于是那只宽厚的手掌离开了他的肩膀,身材魁梧的忍者拉开门扉,走了进去。
他听见一声尖利的破空声,接着是一声闷响,是箭枝钉进木板里的声音。
他本不该乱看的,但他低着头,只要侧过头,就能看清声音的来源——只是一眼,狼想着,目光便寻找了过去。阁楼下站着一个和他年纪相仿的少年,面上一片沉静,穿着单薄的白色武士袍,握着一把将近人高的大弓,正在开弓。
弓弦的颜色被涂抹得暗淡,从少年指缝里满溢出来,再淌到地上,黏稠猩红,是血。
射完那支箭,少年的手打着颤,攥成拳头握了一下,然后从背后的箭筒里又抽出了一支。
“说了让你不要乱看,”一道熟悉的声音从他背后传来,“你全忘了。”
他回过头来,看见义父正站在他身后,旁边还站着位夫人,头发乌黑,沉静秀丽,只是气势逼人,投足间如有肃杀之意。
狼一贯不擅长开口认错,因此只是低头。
“过来,”枭说,“见过你新的忍术老师。”
2.
直到日头西沉入海,换班的巡逻士兵点燃了火把,各家各户都闭好门户,护城河上的吊桥被绞起的铁索收起来,少年武士才放下了大弓,拿起自己的外袍,掸了掸沾到的花瓣和落雪,挂在臂肘里,往自己的住处走去。

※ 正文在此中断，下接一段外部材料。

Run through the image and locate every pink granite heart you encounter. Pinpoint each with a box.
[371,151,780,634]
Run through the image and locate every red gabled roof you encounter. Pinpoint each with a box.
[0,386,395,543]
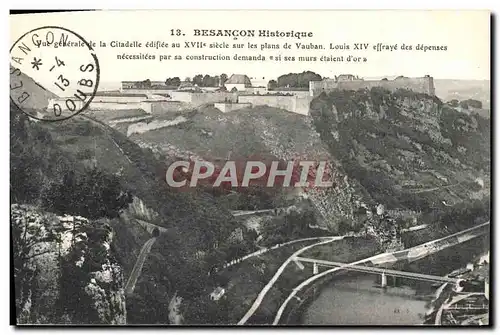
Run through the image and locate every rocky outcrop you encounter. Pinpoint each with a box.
[11,204,126,324]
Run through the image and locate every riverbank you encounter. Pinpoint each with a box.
[280,235,490,325]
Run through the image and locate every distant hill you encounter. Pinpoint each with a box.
[10,66,58,110]
[434,79,491,109]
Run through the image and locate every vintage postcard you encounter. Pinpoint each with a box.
[9,10,492,326]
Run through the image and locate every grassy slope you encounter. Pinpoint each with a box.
[311,90,490,210]
[131,106,326,159]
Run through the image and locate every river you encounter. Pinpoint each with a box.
[301,237,489,325]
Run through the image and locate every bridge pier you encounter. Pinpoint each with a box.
[313,263,319,275]
[380,272,387,288]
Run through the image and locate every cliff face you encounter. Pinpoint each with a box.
[311,89,490,211]
[11,204,126,324]
[127,106,365,231]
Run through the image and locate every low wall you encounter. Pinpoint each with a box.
[309,77,435,96]
[292,97,312,115]
[238,92,312,115]
[214,102,252,113]
[170,92,238,107]
[120,88,175,95]
[238,95,296,112]
[92,94,148,102]
[150,101,191,114]
[48,98,151,114]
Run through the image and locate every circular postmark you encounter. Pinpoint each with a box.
[10,26,100,121]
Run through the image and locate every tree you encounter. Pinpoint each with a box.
[267,79,278,91]
[278,71,322,88]
[165,77,181,86]
[193,74,203,86]
[44,168,132,219]
[202,74,215,87]
[141,79,151,88]
[460,99,483,109]
[219,73,227,86]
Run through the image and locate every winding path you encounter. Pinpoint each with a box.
[238,236,344,325]
[125,237,156,295]
[272,221,490,325]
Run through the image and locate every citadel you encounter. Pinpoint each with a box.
[48,73,435,115]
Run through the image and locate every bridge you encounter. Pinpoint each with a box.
[234,221,490,325]
[294,257,462,287]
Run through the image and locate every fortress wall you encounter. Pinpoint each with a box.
[214,103,252,113]
[89,101,151,114]
[309,79,338,96]
[338,77,435,95]
[292,96,312,115]
[272,91,309,98]
[170,92,238,107]
[92,95,147,102]
[238,95,297,112]
[120,88,175,95]
[150,101,190,114]
[309,77,435,96]
[48,98,151,114]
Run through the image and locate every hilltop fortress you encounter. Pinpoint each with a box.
[48,74,435,115]
[309,74,435,97]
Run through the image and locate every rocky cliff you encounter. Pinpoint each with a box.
[11,204,126,324]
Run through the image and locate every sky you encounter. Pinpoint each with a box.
[10,10,490,86]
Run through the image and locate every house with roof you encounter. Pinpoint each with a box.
[210,286,226,301]
[224,74,252,92]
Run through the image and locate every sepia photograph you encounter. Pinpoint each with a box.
[9,10,493,327]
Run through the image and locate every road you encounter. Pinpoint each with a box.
[296,257,459,284]
[125,237,156,295]
[220,236,344,271]
[273,221,490,325]
[238,236,344,325]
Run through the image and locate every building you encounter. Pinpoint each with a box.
[177,81,201,92]
[309,74,436,96]
[224,74,252,92]
[336,74,362,81]
[210,286,226,301]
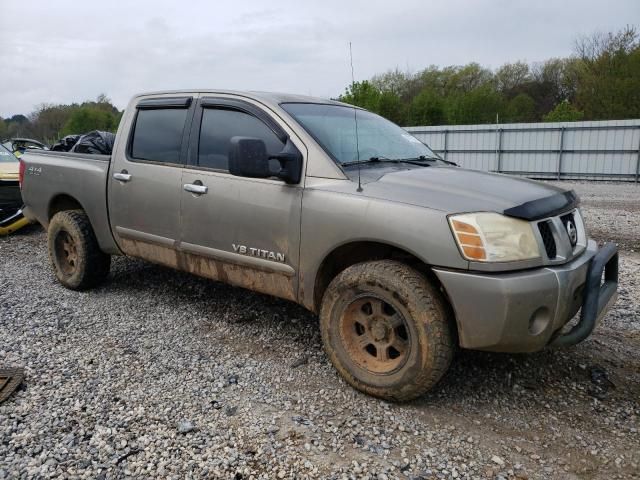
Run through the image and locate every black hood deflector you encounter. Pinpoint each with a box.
[503,190,580,221]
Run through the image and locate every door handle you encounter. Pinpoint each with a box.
[182,183,209,195]
[113,171,131,182]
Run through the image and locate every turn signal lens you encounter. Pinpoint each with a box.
[18,160,26,188]
[449,212,540,262]
[451,220,487,260]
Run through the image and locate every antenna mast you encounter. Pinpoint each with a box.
[349,42,362,192]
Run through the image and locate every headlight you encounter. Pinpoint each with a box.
[449,212,540,262]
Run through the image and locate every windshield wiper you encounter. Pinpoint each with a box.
[341,156,438,167]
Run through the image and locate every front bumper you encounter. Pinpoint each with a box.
[434,240,618,352]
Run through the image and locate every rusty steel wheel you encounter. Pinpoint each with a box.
[47,210,111,290]
[340,295,411,373]
[54,230,78,276]
[320,260,454,401]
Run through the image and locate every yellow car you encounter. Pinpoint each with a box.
[0,145,29,235]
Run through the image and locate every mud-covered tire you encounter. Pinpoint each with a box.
[320,260,455,401]
[47,210,111,290]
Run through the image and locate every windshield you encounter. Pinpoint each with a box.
[281,103,438,164]
[0,144,18,163]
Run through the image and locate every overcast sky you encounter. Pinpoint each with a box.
[0,0,640,117]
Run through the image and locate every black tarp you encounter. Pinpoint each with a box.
[71,130,116,155]
[51,135,82,152]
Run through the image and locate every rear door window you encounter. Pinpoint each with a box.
[131,108,188,163]
[198,108,284,171]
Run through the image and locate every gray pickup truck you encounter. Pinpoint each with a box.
[21,90,618,401]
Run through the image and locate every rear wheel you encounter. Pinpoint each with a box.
[320,260,454,401]
[47,210,111,290]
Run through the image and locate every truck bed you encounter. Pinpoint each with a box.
[20,151,118,253]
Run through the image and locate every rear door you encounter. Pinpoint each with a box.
[180,97,306,299]
[108,96,195,267]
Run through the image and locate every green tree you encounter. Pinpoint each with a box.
[62,105,118,135]
[407,88,445,126]
[503,93,536,122]
[445,85,504,125]
[338,80,380,111]
[0,117,9,142]
[373,92,406,125]
[576,27,640,120]
[542,100,584,122]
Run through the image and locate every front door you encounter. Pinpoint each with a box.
[180,98,305,300]
[108,97,195,267]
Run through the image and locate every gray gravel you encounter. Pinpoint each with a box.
[0,184,640,479]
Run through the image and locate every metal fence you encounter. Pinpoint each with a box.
[406,120,640,182]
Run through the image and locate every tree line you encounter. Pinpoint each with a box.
[0,26,640,143]
[338,26,640,126]
[0,95,122,144]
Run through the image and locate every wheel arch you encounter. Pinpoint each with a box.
[47,193,86,222]
[312,240,450,313]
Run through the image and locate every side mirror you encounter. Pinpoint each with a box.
[229,137,302,187]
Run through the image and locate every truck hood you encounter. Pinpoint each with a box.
[340,166,565,213]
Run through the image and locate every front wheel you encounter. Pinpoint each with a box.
[47,210,111,290]
[320,260,454,401]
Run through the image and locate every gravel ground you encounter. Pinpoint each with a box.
[0,183,640,480]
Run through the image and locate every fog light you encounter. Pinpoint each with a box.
[529,307,551,335]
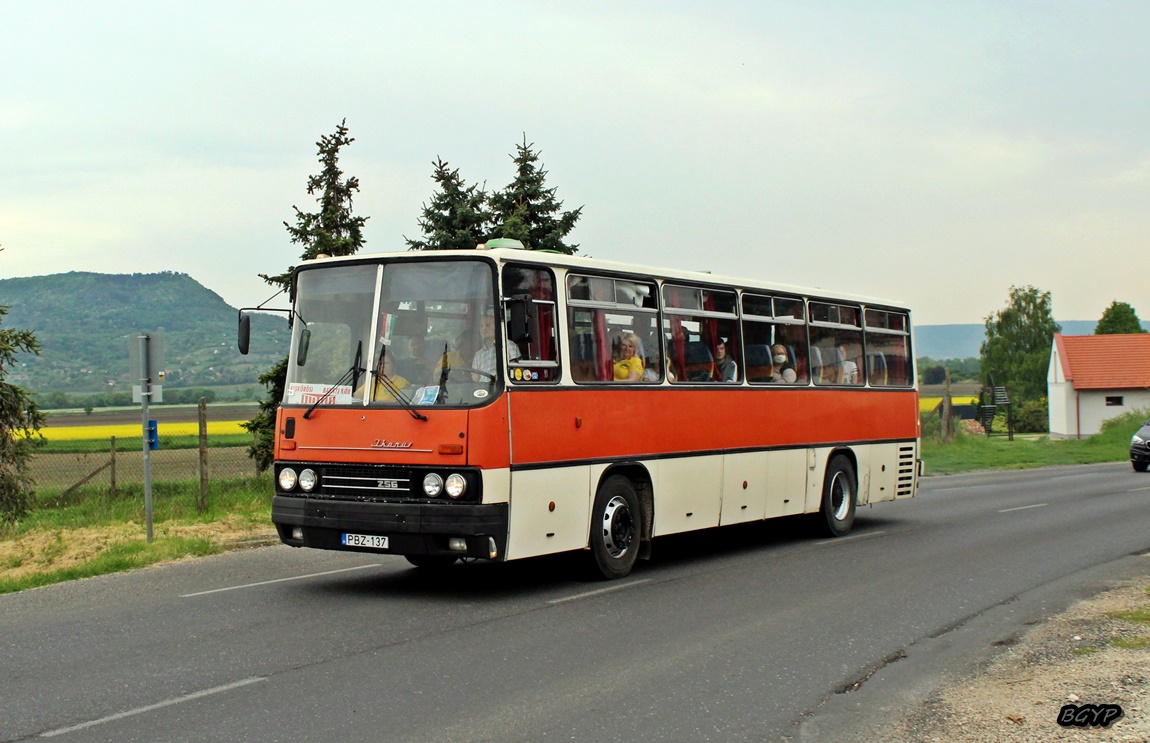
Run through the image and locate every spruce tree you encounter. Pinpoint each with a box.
[244,118,368,470]
[490,133,583,255]
[404,158,490,251]
[0,306,44,523]
[1094,299,1145,336]
[979,286,1061,401]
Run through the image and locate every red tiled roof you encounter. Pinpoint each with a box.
[1055,332,1150,390]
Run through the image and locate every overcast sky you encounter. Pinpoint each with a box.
[0,0,1150,324]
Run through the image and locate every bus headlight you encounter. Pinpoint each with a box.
[423,472,441,498]
[279,467,297,490]
[445,474,467,498]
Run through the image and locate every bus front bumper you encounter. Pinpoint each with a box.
[271,496,507,560]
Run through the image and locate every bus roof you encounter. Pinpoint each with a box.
[298,247,911,313]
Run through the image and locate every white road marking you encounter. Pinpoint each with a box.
[179,562,382,598]
[814,530,887,546]
[40,676,267,738]
[998,503,1050,513]
[547,577,651,604]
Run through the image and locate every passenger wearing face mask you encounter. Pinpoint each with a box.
[771,344,798,384]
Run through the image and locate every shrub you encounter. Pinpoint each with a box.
[1014,397,1050,434]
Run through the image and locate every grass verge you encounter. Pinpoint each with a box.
[0,476,271,593]
[922,412,1147,475]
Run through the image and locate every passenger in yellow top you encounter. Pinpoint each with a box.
[354,350,411,403]
[615,332,643,382]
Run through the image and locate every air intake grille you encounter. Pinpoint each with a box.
[895,444,915,498]
[320,467,422,498]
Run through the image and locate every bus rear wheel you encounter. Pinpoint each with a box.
[819,454,858,537]
[590,475,641,581]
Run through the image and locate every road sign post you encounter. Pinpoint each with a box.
[128,332,163,543]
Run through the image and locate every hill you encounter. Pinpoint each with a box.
[0,271,289,393]
[914,320,1150,359]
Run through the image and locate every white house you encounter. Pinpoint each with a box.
[1047,332,1150,438]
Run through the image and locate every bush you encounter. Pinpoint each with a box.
[1014,397,1050,434]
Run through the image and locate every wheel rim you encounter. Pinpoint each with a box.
[603,496,635,559]
[830,472,851,521]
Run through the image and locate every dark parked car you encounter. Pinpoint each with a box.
[1130,421,1150,472]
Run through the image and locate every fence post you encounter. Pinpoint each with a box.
[108,436,116,498]
[196,397,208,513]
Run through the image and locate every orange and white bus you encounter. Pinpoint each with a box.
[240,240,920,579]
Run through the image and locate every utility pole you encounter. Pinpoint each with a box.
[139,332,152,543]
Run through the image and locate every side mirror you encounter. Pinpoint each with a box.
[507,294,535,343]
[238,311,252,357]
[296,328,312,367]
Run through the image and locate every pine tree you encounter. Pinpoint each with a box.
[260,118,368,289]
[490,133,583,255]
[244,118,368,470]
[0,306,44,523]
[979,286,1061,401]
[1094,299,1145,336]
[404,158,490,251]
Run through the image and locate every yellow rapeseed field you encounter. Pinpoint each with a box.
[40,421,246,442]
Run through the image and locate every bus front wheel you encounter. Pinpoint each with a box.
[819,454,858,537]
[591,475,641,580]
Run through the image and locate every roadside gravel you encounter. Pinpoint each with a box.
[868,577,1150,743]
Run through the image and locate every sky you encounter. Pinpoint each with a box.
[0,0,1150,324]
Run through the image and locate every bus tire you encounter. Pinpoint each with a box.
[590,475,643,581]
[819,454,858,537]
[404,554,459,570]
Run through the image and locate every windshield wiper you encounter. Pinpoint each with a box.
[304,340,367,420]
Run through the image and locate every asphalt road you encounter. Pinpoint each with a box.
[0,465,1150,742]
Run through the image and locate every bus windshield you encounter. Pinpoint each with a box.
[284,260,500,406]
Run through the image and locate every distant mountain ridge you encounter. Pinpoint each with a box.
[0,271,289,392]
[914,320,1150,359]
[0,271,1150,392]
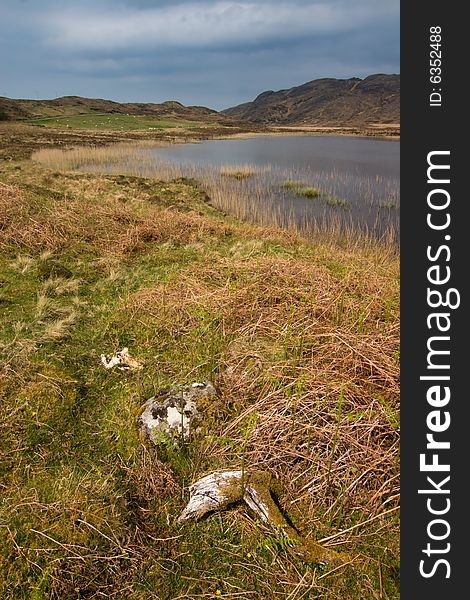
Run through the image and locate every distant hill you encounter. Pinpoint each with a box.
[0,96,229,121]
[222,74,400,127]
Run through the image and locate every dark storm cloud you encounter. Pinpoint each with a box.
[0,0,399,108]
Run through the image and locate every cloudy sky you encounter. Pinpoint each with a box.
[0,0,400,109]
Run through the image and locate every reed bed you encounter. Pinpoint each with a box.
[33,144,399,245]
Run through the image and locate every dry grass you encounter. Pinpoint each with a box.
[0,172,227,254]
[125,251,399,519]
[33,143,399,247]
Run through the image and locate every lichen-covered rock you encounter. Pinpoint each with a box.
[101,348,142,371]
[138,381,216,444]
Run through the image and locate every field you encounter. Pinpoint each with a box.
[0,125,400,600]
[30,113,204,131]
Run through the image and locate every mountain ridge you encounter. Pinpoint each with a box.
[0,96,226,121]
[222,73,400,126]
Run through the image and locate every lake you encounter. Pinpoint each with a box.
[79,135,400,241]
[149,136,400,238]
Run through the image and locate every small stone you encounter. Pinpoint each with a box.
[138,381,217,444]
[101,348,142,371]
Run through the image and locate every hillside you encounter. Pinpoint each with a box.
[0,96,230,122]
[222,74,400,127]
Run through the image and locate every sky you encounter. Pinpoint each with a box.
[0,0,400,110]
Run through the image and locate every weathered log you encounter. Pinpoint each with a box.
[178,471,351,564]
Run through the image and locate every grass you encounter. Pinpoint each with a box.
[0,123,399,600]
[33,146,399,243]
[30,113,201,131]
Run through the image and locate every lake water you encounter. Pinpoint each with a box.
[78,135,400,242]
[149,136,400,238]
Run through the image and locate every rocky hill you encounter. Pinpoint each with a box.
[222,74,400,127]
[0,96,228,121]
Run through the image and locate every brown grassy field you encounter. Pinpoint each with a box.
[0,125,400,600]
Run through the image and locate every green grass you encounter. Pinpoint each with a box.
[0,128,399,600]
[31,113,201,131]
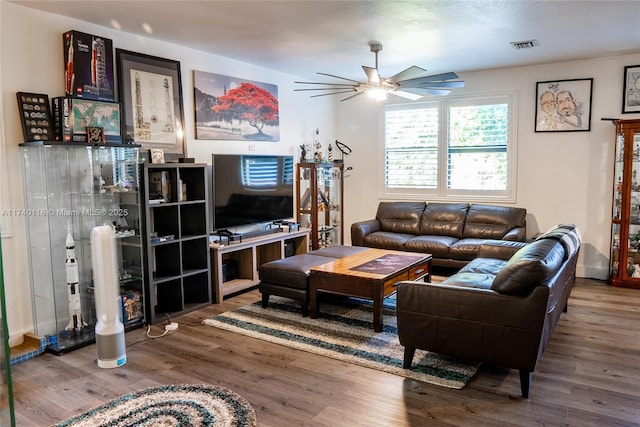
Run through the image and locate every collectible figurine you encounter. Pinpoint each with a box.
[65,232,87,333]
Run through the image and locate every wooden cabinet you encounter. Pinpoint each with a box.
[609,120,640,288]
[296,162,344,249]
[211,230,309,303]
[142,163,211,323]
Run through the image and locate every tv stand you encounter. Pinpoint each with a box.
[211,230,242,243]
[209,228,309,304]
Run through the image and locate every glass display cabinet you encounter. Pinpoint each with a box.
[21,142,145,354]
[609,120,640,288]
[296,162,344,250]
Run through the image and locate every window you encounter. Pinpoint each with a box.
[382,94,515,201]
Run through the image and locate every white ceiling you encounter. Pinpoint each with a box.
[9,0,640,81]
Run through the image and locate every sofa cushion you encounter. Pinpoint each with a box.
[449,238,485,261]
[364,231,415,251]
[403,236,458,259]
[462,205,527,240]
[536,224,582,260]
[420,203,469,239]
[376,202,426,235]
[456,258,507,276]
[440,272,495,289]
[491,239,564,295]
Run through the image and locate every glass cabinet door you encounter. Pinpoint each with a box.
[297,162,344,250]
[609,120,640,288]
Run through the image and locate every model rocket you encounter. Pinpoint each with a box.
[65,232,87,332]
[65,35,76,95]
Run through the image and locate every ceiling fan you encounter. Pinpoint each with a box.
[294,42,464,102]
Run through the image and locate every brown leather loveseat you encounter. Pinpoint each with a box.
[351,202,527,268]
[397,224,580,398]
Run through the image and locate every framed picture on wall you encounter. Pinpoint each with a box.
[536,79,593,132]
[193,71,280,142]
[622,65,640,114]
[116,49,184,154]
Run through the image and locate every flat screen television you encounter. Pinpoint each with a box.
[211,154,294,233]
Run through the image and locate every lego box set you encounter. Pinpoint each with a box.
[62,30,115,101]
[53,96,122,143]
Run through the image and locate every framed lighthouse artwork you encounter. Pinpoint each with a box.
[116,49,184,155]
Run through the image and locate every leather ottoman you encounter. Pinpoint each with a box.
[258,245,369,317]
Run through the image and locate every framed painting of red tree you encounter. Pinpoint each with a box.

他毫不意外看见门口站着药师家的丫头,但还是有些头疼地把那只受伤的手藏到了外衣下。
永真非常不赞同地喊他的名字:“弦一郎大人。”
她说:“您知道,我对血的味道是非常敏感的吧。”
弦一郎叹了口气,然后乖乖地伸出了外衣下的那只手。他本来以为这丫头又要拐弯抹角地教训他,但等了半天,却等来了一个饭团,还是暖烘烘的。
他木愣愣地捏着这个饭团,被拉着坐在回廊上,永真把装着医疗器具的漆盒打开,拿出了伤药和布条。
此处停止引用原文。